Avec Le camion cependant, elle passait encore un cap supplémentaire, en refusant toute représentation de son histoire à l’écran. Pas d’acteurs, pas de narration jouée. Quelques plans de camion, et des moments volés sur la route… Anti-spectaculaire. Tout se passera dans la tête du spectateur, à condition bien sûr que ce dernier ne se soit pas endormi. Encore que, ça se discute : le rêve du spectateur ne serait-il pas la « projection » du film de Marguerite Duras ?
Malgré les difficultés que l’on pourra éprouver à rentrer dans le récit qui nous est narré, il n’est cependant pas exclu de rester premier degré jusqu’au bout, et de voir dans Le camion une simple histoire d’amour et de différence de classe, proposée selon un mode narratif nouveau et inédit. C’est possible, mais pas évident : le dispositif narratif utilisé posera forcément des questions au spectateur, qui essaiera à coup sûr de donner du sens à la démarche de Duras.

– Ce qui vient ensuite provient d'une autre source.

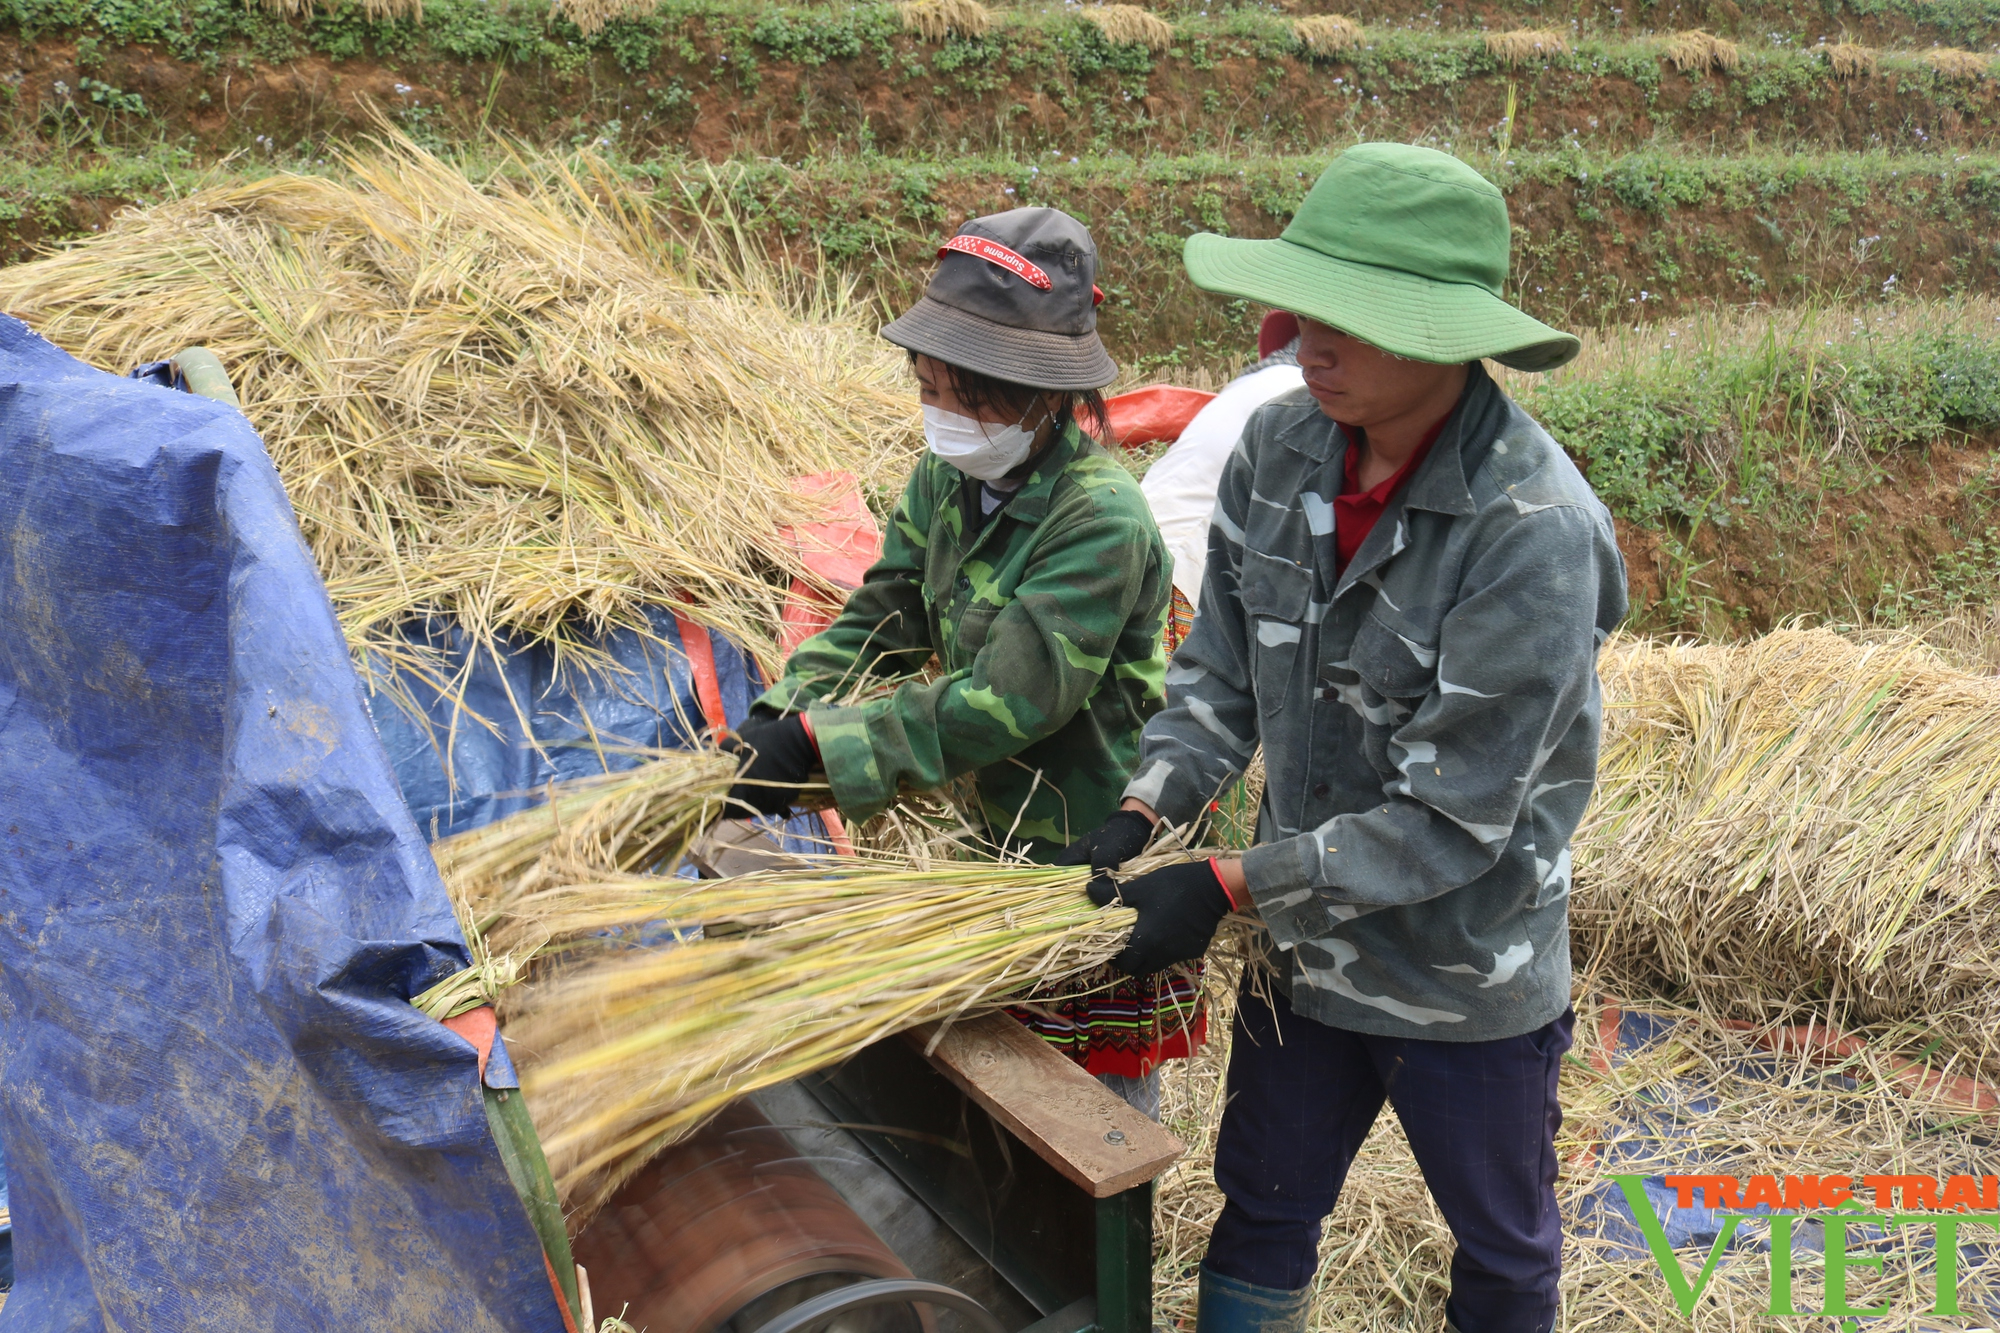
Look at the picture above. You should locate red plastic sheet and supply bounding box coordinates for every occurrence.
[777,470,884,655]
[1104,384,1217,448]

Sujet à toutes les interprétations, voire même à tous les délires analytiques Freudo-Lacaniens, Le camion n’est pas un film « aimable », dans le sens où sa nature même dénote de la part de Marguerite Duras soit d’une vaste plaisanterie / d’un exercice de style, soit d’une volonté de donner du grain à moudre aux critiques amateurs de « branlette intellectuelle ». Dans un cas comme dans l’autre, cela relègue Le camion au simple statut de « curiosité », à découvrir néanmoins, comme le reste de sa carrière de cinéaste.
Le Blu-ray
[4/5]
C’est donc Gaumont qui nous propose aujourd’hui de (re)découvrir Le camion sur support Blu-ray, au sein de la collection Blu-ray Découverte (également appelée Gaumont découverte en Blu-ray). Le transfert du film est très satisfaisant, même s’il ne plaira peut-être pas aux allergiques au grain (fort grain cinéma). L’unique décor du film est bien restitué et riches en détails, le piqué est d’une belle précision… Un beau Blu-ray, rendant pleine justice aux subtils jeux de lumières imaginés par Bruno Nuytten pour le film. Côté son, la galette nous propose un mixage DTS-HD Master Audio 2.0 qui fait le djaube sans le moindre souci à l’horizon.
Du côté des suppléments, on trouvera un entretien avec le producteur François Barat (33 minutes). Ce dernier reviendra sur sa rencontre avec Marguerite Duras, puis plus précisément sur le projet Le camion. Il nous expliquera que Duras écrivait le scénario au jour le jour, et que Gérard Depardieu était en totale improvisation, puisqu’il découvrait également les textes de Duras au moment même du tournage. Il évoque ainsi un film « crépusculaire », posant des questions aux limites de la philosophie. Est-ce le camion de la mort, est-ce la camion de la vie ? Est-ce le camion de la création ? Selon lui, le « camion » en tant que tel est une pensée – d’ailleurs Godard lui-même disait voir passer la pensée de Marguerite Duras quand il voyait passer un camion. Il appuiera également sur le côté burlesque du film – il en veut pour preuve que lors de sa présentation à Cannes, les gens se tapaient sur le ventre tellement ils rigolaient. Voilà voilà…
On continuera ensuite avec un sujet dédié à la restauration du film, présenté sur le mode toujours payant du « avant / après » (2 minutes).